The Admiral was a practical man, and knew with whom he had to deal. He had not confined himself to vague pledges, which Dorset knew as well as he did that he might never be in a position to fulfil. He had accompanied his promises by a gift of hard cash. “Whether, as it were, for an earnest penny of the favour that he would show unto him when the said Lord Marquis had sent his daughter to the said Lord Admiral, he sent the said Lord Marquis immediately £500, parcell of £2,000 which he promised to lend unto him and would have asked no bond of him at all for it, but only to leave the Lord Marquis’s daughter for a gage.”84

Five hundred golden arguments, and more to follow, were found irresistible by the needy Dorset. The pressing necessity that Jane should be under her mother’s eye disappeared; the bargain was struck, and the guardianship of the child bought and sold.

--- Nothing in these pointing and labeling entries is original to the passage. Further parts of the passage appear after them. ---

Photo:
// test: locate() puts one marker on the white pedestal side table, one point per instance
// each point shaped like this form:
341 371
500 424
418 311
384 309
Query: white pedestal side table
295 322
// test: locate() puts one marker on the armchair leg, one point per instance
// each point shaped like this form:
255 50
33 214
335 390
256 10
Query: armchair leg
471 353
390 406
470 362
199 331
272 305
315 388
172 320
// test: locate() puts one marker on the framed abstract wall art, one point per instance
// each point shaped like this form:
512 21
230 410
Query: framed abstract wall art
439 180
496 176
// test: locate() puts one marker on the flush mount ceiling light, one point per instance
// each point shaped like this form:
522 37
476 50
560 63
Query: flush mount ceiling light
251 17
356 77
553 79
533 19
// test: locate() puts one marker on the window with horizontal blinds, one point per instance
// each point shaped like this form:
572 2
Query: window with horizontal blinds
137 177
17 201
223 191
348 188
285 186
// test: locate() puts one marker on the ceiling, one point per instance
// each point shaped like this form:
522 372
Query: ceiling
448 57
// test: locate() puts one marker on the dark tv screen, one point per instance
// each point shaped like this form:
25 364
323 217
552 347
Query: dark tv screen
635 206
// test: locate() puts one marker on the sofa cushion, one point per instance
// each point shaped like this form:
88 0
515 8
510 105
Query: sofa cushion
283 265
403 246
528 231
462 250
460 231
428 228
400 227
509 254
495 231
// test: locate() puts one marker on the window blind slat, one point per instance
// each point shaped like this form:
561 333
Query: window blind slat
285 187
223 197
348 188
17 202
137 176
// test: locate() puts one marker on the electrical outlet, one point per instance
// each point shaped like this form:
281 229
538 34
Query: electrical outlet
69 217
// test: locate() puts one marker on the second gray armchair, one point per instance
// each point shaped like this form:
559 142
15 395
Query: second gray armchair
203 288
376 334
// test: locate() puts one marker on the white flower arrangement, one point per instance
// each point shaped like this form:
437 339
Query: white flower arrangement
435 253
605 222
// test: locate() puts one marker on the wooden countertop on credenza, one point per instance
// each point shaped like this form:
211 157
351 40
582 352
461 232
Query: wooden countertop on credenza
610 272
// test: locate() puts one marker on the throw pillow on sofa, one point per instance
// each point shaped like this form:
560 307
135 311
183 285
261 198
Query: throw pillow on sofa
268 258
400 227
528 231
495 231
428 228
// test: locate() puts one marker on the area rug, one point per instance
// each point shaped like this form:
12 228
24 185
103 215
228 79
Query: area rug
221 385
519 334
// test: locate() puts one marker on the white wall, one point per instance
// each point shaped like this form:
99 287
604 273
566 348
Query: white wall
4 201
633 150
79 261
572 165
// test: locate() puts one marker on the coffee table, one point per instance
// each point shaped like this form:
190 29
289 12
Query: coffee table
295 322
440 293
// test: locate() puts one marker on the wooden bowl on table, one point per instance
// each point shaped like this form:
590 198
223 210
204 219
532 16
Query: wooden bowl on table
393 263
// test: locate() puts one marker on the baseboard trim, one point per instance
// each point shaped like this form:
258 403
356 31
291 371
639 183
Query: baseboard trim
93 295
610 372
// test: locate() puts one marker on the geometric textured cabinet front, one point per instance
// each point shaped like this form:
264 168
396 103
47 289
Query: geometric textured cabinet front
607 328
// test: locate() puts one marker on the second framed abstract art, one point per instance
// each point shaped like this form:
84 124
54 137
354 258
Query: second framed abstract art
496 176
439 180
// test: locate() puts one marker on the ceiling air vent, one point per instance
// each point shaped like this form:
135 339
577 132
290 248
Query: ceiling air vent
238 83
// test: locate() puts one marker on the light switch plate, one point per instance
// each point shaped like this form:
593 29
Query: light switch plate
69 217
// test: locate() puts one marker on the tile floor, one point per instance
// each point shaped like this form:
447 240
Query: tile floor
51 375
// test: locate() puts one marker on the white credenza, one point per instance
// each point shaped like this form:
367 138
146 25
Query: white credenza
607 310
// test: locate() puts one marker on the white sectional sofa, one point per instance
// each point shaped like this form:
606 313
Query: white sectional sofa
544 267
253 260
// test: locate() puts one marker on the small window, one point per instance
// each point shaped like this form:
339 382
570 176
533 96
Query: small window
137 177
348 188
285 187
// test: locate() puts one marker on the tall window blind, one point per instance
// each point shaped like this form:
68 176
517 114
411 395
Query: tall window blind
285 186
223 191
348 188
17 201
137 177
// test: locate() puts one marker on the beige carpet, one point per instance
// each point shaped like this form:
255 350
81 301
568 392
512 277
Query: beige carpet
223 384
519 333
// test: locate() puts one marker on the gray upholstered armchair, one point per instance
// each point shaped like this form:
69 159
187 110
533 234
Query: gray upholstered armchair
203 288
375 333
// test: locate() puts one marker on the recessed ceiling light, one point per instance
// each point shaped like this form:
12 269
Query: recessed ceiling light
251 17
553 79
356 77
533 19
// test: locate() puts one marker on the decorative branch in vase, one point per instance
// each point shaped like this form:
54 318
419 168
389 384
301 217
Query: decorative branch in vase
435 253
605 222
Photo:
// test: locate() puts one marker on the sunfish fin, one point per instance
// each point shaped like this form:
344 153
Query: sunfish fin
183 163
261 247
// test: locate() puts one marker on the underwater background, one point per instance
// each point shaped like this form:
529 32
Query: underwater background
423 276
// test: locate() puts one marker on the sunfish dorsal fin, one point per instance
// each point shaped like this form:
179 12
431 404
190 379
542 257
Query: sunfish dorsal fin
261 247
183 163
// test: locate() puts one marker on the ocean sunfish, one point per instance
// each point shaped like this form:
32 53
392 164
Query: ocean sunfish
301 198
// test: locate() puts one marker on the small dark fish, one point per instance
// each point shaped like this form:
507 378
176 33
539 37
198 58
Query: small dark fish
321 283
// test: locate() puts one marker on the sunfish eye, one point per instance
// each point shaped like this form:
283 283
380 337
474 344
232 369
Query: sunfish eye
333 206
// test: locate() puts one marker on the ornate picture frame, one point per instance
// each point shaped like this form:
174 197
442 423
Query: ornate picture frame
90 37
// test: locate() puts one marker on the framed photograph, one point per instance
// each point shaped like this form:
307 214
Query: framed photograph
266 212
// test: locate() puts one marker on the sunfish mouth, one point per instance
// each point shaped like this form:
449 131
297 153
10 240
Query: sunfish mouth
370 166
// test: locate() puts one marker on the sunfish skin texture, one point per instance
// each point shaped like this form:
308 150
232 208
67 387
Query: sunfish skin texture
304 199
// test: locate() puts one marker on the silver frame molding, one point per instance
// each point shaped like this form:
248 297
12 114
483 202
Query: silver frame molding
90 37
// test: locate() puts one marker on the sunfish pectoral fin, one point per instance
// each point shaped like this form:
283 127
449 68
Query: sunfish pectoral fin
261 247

The Admiral was triumphant. It was not only the point of vantage implied by the possession of the little ward which he had feared to forfeit, but that his loss might be the gain of his brother and rival. There would be much ado for my Lady Jane, he told his brother-in-law, Northampton, and my Lord Protector and my Lady Somerset would do what they could to obtain her yet for my Lord of Hertford, their son. They should not, however, prevail therein, for my Lord Marquis had given her wholly to him, upon certain covenants between them two. “And then I asked him,” said Northampton, describing the conversation, “what he would do if my Lord Protector, handling my Lord Marquis of Dorset gently, should obtain his good will and so the matter to lie wholly in his own neck? He answered he would never consent thereto.”85

Thus Lady Jane was, for the first time, made an instrument of obtaining that of which her father stood in need. On this occasion it was money; on the next her life was to be staked upon a more desperate hazard. In future she appears and disappears, now in sight, now passing behind the scenes, against the dark background of intrigue and hatred and bloodshed belonging to her times.